Huit mois de guerre ont détruit plus de 55 % des structures à Gaza, selon le dernier rapport du centre satellitaire de l’ONU. Les principales villes de l’enclave ont été dévastées par les bombardements israéliens, les rendant presque totalement inhabitables. Pour de nombreux chercheurs, la situation actuelle s’apparente à un urbicide, littéralement, le meurtre des villes.
« Toutes les maisons ont été transformées en ruines. On est perdu, on ne sait pas exactement où se trouvent nos maisons au milieu de ces destructions massives ». Ces mots sont ceux de Mohammad al-Najjar. Ce Gazaoui de 33 ans a été interrogé par l’AFP le 1er juin alors qu’il errait dans les rues du camp de Jabaliya, dans le nord de la bande de Gaza. Après huit mois de guerre, les intenses bombardements de l’armée israélienne ont transformé la majeure partie de l’enclave en tas de poussière et de gravats. De nombreuses photos et images satellites en témoignent depuis le 7 octobre.
« Un total de 137 297 structures, soit environ 55 % des structures à Gaza, sont touchées », a expliqué le centre satellitaire de l’ONU (Unosat)dans un rapport publié le 31 mai.
Chaque mois, le centre satellitaire onusien, dont la mission est de fournir des images satellite sur les catastrophes naturelles, les situations d’urgence ou crises provoquées par des conflits, publie des images de la bande de Gaza. Le constat est sans appel. Les images satellite collectées le 3 mai ont été comparées à celles prises en mai 2023 et dans les mois qui ont suivi le début de la guerre, le 7 octobre dernier. « D’après notre analyse, nous avons identifié 36 591 structures détruites, 16 513 gravement endommagées, 47 368 modérément endommagées et 36 825 potentiellement endommagées », détaille l’Unosat.
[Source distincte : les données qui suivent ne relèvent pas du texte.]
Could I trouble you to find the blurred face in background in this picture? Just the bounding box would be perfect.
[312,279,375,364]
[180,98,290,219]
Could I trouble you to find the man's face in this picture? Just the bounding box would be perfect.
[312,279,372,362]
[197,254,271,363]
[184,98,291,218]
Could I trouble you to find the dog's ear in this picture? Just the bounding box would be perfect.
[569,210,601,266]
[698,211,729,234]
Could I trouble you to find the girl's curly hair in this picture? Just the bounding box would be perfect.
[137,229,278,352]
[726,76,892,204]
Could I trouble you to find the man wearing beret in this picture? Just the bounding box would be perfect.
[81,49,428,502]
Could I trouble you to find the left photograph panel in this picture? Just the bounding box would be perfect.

Si la quasi-totalité des bâtiments concernés sont des logements (135 142), des structures de santé, d’éducation, des bâtiments commerciaux, industriels mais aussi des lieux de culture ou de culte, des infrastructures de distribution d’eau, d’électricité, des routes et des ponts ont été rayés de la carte. Gaza City, Khan Younès ou encore le nord de Gaza sont les gouvernorats les plus touchés. Face à ces images de dévastation, ces villes fantômes où quelques murs semblent défier les lois de la gravité, d’aucuns évoquent ce que les chercheurs appellent l’urbicide. Cette notion ne figure dans aucun dictionnaire, ne revêt aucune dimension juridique. Mais elle est de plus en plus convoquée pour parler de la guerre en Ukraine ou plus récemment à Gaza.
Urbicide ou le meurtre des villes
“Le mot urbicide signifie la mise à mort des villes (du latin « urbs » ville et « cide » tuer). Plus généralement, il désigne la destruction délibérée et généralisée de l’environnement urbain. Il ne s’agit pas seulement de la destruction de cibles stratégiques ou de maisons, mais d’un large éventail de tissus urbains, explique Martin Coward, directeur de l’école de politique et de relations internationales Queen Mary, à l’université de Londres. Elle est délibérée et non proportionnelle aux objectifs stratégiques de la guerre et viole donc les lois de la guerre. L’urbicide implique que cette violence détruit quelque chose de spécifique à la ville – la nature plurielle et partagée de la ville. C’est une façon de rendre impossible la vie de ceux qui sont différents de vous dans l’espace urbain ».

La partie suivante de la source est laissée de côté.